Zeira berhenti sebentar di depan tangga.
“Gue rasa… ini kali terakhir kita bisa duduk di kelas ini sebagai ‘anak SMA’.”
“Ya,” jawab Arkana. “Tapi kita bisa bawa perasaan itu pulang.”
“Pulang sebagai siapa?” tanya Reno.
Arkana tersenyum, menatap bangunan tua di belakangnya.
“Sebagai anak sekolah… yang gak pernah benar-benar lulus dari persahabatan.”
Mereka tertawa kecil. Bukan tawa keras seperti tadi malam. Tapi tawa yang tenang. Tawa orang-orang yang tahu bahwa hidup akan terus berjalan, tapi ada satu bagian dari mereka yang akan selalu tertinggal di sekolah ini. Di XI IPS 2. Di kelas yang kacau tapi hidup. Di kisah yang tak bisa ditulis ulang, hanya bisa dikenang.
Mereka berjalan menuju gerbang utama. Tanpa sepatu hitam, tanpa seragam biru. Tapi langkah mereka ringan.

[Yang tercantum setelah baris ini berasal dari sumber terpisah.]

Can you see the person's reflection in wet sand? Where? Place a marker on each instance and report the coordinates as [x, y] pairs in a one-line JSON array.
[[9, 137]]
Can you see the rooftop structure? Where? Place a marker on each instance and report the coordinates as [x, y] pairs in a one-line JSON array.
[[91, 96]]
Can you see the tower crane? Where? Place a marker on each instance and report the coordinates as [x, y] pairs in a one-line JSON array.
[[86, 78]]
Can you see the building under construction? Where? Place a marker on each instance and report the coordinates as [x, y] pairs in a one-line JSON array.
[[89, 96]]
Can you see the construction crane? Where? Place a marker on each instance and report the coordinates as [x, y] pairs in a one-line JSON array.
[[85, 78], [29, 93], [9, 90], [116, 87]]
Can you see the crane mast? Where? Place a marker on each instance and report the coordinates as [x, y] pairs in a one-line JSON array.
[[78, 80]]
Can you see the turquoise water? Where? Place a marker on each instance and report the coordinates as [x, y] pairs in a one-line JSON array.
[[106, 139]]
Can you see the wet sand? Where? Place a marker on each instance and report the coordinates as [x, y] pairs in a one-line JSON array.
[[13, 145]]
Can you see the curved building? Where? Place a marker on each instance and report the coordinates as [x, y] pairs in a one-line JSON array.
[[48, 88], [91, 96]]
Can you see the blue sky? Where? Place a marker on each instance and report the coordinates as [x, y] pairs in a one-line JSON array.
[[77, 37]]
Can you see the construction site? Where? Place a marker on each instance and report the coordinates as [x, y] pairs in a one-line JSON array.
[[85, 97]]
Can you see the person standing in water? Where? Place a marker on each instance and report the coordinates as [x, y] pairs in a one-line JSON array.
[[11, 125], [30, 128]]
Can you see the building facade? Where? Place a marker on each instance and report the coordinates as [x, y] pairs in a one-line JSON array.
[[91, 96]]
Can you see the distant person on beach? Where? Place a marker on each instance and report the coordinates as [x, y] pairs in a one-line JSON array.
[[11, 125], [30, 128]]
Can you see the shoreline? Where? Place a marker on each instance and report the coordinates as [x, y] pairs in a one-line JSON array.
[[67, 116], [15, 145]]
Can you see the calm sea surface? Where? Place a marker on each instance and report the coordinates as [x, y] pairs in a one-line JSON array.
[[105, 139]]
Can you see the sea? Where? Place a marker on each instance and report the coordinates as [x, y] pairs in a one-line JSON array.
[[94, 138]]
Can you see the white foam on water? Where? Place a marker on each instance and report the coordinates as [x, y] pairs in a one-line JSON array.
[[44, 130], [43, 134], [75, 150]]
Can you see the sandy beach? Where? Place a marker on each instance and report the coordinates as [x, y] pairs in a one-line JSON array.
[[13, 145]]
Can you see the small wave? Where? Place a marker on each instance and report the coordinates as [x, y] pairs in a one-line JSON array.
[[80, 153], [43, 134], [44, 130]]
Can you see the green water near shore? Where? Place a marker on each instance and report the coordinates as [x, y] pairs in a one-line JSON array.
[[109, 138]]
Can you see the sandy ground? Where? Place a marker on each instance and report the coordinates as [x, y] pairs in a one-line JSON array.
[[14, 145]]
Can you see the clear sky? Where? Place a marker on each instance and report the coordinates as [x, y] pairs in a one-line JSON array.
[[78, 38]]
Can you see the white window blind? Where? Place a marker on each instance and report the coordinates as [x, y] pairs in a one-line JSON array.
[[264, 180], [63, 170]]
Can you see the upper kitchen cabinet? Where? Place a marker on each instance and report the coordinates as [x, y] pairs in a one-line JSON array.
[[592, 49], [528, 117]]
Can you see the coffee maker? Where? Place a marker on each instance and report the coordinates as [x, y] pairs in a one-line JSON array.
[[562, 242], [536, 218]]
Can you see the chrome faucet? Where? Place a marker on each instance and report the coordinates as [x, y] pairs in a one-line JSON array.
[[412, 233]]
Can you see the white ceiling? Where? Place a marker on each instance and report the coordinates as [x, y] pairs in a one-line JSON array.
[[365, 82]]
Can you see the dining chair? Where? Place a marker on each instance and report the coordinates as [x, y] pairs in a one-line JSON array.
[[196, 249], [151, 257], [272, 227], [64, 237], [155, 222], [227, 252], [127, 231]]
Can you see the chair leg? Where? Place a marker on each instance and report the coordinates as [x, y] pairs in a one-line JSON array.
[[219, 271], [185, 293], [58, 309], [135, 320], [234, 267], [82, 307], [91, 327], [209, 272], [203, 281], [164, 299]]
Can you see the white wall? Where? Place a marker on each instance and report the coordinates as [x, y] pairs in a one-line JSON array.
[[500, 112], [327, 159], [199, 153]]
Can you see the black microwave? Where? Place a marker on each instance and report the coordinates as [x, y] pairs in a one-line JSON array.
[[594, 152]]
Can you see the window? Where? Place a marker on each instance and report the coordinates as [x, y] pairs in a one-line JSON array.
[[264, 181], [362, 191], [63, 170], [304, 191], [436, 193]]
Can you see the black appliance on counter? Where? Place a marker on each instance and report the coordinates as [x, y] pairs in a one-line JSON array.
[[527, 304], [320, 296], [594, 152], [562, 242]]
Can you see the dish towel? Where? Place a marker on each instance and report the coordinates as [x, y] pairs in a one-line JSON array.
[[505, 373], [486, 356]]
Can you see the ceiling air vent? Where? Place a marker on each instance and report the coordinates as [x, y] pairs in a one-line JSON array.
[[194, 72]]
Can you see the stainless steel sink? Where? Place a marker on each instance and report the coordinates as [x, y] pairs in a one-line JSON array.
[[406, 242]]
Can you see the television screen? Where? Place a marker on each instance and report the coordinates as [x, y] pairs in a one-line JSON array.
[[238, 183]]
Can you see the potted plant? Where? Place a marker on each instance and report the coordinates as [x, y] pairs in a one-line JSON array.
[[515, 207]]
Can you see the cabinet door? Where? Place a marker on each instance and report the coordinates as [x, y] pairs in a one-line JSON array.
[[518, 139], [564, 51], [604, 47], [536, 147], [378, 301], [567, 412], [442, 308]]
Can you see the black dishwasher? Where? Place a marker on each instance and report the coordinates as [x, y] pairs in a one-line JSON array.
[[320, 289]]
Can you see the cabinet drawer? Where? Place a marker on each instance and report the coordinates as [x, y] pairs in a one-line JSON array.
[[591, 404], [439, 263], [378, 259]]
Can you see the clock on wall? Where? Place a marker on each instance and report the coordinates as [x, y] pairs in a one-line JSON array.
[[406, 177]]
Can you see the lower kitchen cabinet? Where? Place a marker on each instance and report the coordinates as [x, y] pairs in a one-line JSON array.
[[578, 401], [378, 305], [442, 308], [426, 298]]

Karena mereka tahu—meski dunia telah berubah, meski waktu telah memisahkan, sekolah ini… selalu punya ruang untuk anak-anak yang mau pulang.
TAMAT
Jadi, setelah baca cerpen “Pulang Sebagai Anak Sekolah Lagi”, kamu sadar gak… kalau sekolah itu bukan cuma tempat kita belajar rumus dan teori, tapi tempat kita belajar jadi manusia? Tempat pertama kita ngerti arti temenan, gagal, bangkit, dan bikin mimpi bareng-bareng.
Cerita ini bukan sekadar tentang reuni, tapi tentang perjalanan pulang—bukan ke gedung sekolahnya, tapi ke hati yang pernah dibentuk di sana. Kalau kamu juga punya kenangan sekolah yang belum sempat kamu ceritain, mungkin ini saatnya kamu nulis versi kamu sendiri. Karena setiap anak sekolah pasti punya kisah yang pantas untuk diingat, diceritain, dan dikenang.